October 14, 2025 4:02 PM EDT

IREN Limited (NASDAQ: IREN) completed its $1 billion convertible senior notes offering, the company announced. The notes carry a 0% coupon rate and are due in 2031.

The offering was oversubscribed at $875 million, with initial purchasers fully exercising a $125 million greenshoe option. Net proceeds totaled approximately $979 million after deducting fees and expenses.

The notes feature a 42.5% conversion premium and were sold in a private placement to qualified institutional buyers under Rule 144A of the Securities Act. Citigroup Global Markets Inc. and Goldman Sachs & Co. LLC served as active bookrunners.

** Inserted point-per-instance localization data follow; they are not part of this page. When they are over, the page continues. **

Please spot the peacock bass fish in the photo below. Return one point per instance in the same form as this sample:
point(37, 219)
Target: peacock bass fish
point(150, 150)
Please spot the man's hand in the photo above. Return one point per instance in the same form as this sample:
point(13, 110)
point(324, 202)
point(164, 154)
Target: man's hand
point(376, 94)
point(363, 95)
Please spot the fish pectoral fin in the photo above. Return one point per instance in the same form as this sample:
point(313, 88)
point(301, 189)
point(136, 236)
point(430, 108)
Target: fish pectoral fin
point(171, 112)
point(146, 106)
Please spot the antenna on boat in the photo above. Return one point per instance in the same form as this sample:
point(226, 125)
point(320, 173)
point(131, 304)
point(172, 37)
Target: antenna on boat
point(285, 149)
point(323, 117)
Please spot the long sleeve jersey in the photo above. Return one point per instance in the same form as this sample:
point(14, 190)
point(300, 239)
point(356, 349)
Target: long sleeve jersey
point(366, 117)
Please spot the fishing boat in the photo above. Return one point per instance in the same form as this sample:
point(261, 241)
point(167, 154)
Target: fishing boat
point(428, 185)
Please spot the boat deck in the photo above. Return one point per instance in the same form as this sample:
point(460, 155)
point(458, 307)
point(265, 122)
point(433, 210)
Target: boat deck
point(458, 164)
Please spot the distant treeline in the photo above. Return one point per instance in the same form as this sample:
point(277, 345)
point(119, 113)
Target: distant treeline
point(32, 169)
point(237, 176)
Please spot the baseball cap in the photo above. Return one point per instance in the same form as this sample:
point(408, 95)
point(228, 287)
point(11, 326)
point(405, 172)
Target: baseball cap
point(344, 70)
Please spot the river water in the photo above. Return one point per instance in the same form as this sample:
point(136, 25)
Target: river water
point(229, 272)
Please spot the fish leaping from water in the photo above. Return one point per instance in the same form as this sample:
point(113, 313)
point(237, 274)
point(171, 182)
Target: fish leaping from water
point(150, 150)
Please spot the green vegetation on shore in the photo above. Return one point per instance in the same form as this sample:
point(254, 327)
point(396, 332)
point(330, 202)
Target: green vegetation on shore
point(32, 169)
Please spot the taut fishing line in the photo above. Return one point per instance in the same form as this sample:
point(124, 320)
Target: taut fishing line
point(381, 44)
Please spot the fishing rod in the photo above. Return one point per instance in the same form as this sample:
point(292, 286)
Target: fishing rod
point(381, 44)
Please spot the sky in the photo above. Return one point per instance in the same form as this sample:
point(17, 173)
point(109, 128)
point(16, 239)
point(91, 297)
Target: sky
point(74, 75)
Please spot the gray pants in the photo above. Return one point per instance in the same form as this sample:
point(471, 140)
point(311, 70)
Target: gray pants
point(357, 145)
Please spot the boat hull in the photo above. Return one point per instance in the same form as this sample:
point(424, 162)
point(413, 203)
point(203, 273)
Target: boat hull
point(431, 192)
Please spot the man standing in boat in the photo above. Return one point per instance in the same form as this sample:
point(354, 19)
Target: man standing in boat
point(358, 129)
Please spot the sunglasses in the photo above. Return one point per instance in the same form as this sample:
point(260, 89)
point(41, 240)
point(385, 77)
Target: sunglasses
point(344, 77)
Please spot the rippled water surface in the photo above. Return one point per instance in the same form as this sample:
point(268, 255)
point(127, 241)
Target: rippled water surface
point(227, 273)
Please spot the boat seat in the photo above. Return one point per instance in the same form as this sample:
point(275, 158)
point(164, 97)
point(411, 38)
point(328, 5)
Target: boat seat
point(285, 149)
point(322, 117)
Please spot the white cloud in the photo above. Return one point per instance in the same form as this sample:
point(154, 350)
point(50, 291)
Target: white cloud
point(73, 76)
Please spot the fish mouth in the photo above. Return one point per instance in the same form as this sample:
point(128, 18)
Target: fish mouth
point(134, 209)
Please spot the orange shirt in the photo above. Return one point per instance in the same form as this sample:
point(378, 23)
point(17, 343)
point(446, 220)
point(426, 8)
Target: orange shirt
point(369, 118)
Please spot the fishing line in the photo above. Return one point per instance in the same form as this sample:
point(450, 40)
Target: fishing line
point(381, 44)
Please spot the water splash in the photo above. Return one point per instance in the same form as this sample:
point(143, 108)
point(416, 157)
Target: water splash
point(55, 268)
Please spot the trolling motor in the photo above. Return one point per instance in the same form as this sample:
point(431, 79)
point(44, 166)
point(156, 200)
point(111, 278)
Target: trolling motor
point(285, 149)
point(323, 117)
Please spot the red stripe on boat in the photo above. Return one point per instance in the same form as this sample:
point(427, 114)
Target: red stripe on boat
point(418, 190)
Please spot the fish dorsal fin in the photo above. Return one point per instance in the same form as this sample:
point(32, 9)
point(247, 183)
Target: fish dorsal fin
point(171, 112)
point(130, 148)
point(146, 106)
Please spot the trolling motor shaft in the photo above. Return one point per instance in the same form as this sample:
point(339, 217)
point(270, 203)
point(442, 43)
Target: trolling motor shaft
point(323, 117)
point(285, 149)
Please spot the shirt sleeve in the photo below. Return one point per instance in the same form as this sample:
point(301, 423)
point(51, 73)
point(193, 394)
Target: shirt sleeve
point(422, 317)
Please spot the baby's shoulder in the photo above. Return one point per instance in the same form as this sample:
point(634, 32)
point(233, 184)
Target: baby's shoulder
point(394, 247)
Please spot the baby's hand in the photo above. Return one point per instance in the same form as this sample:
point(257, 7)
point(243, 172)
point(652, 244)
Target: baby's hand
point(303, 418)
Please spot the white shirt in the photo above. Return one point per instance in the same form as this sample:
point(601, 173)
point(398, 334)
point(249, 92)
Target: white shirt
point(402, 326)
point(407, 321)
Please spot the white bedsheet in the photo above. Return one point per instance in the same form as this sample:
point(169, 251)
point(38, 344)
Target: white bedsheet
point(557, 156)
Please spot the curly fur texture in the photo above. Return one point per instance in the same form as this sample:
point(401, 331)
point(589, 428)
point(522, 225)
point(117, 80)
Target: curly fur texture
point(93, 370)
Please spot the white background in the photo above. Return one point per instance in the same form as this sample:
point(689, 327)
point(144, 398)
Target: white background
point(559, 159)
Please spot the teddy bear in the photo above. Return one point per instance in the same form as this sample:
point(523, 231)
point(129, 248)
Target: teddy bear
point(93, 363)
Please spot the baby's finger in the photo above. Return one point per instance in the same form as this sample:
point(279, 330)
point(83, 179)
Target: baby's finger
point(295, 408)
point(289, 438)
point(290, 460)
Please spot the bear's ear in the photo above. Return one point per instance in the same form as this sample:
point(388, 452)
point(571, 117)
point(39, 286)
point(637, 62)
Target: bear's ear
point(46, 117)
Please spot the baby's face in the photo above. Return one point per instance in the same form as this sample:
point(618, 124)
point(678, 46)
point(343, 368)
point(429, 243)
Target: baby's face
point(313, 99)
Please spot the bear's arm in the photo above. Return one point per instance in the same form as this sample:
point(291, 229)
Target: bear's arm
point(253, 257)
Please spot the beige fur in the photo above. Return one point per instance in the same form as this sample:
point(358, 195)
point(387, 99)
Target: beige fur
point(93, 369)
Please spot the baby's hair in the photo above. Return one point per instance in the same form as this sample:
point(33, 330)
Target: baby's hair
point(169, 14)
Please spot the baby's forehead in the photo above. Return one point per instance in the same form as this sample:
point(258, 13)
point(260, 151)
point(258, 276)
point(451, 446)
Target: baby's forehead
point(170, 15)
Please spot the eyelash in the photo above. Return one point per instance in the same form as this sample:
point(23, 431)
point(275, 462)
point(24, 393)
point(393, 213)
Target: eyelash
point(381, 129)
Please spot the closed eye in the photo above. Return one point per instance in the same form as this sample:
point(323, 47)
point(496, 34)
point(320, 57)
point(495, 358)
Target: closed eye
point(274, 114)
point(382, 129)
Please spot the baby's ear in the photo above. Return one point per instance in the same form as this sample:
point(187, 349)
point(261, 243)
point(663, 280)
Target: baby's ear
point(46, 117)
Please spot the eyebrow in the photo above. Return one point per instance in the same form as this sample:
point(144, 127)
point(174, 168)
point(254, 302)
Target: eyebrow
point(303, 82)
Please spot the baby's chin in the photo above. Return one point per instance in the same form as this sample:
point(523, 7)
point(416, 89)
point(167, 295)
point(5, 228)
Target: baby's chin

IREN entered into capped call transactions with financial institutions covering the shares underlying the notes. The transactions have an initial cap price of $120.18 per share, representing a 100% premium over IREN's $60.09 share price on October 8, 2025. The company allocated $56.7 million of proceeds to fund these capped call transactions, with remaining funds designated for general corporate purposes and working capital.

The capped call transactions are designed to reduce potential dilution from note conversions and offset cash payments exceeding the principal amount of converted notes, subject to the cap price limitation.

The notes were issued under an indenture dated October 14, 2025, with U.S. Bank Trust Company, National Association, serving as trustee. The offering was not registered under the Securities Act.

IREN operates data centers for Bitcoin mining, AI cloud services, and AI data centers, with 2,910MW of grid-connected power capacity across more than 2,000 acres in the United States and Canada.